After decades without its own vessels, Iraq is looking to rebuild its tanker fleet under the Iraq Oil Tanker Company, paving the way for sales of crude oil on a delivered basis.
State-owned IOTC has reached a number of agreements with Iraqi shipping company Al-Iraqia Shipping Services & Oil Trading, to help build the fleet and train staff, IOTC general manager Hussein Allawi said Thursday.
Formed in June 2017, AISSOT is a Dubai-based joint venture between IOTC and Arab Maritime Petroleum Transport Company. IOTC owns and manages tankers transporting refined petroleum products. AMPTC is owned by member countries of the Organization of Arab Petroleum Exporting Countries.
“They [AISSOT] are promoting their crude export and own transportation volume, so that more will be handled by their national shipping arm,” a shipping executive at a North Asian refiner said.
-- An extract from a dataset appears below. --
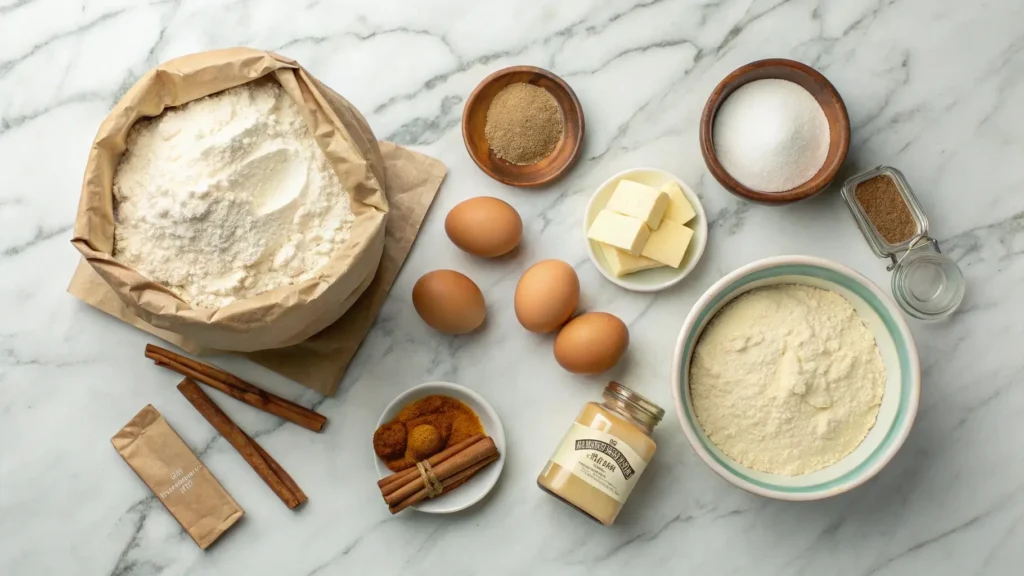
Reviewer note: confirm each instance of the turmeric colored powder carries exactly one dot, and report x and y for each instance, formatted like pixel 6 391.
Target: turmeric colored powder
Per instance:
pixel 453 420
Currently, the majority of Iraq’s crude and oil products are sold on a free on board basis, meaning the seller pays for transportation of the goods.
With its own fleet, Iraq could sell on a delivered basis and manage the shipping of crude to its customers. Other Persian Gulf crude producers supply on an ex-ship basis.
“They plan to expand their fleet by purchasing second-hand vessels and ordering new-building vessels so that they can become a similar size to Bahri and gain CFR export volumes, so that means they will acquire another 40-50 VLCCs,” the executive said.
AISSOT has previously said it hoped to become a leading crude oil carrier for OPEC’s second-largest producer by acquiring 80 tankers.
It currently has two VLCC tankers, the Baghdad and the Basra, along with two Aframax tankers the Album and the Zirku, shipping sources said.
Saudi Arabia’s state-owned shipping company, Bahri, owns the world’s largest VLCC fleet with 45 vessels. Iran’s National Iranian Tanker Co, is the second largest with 42 VLCCs.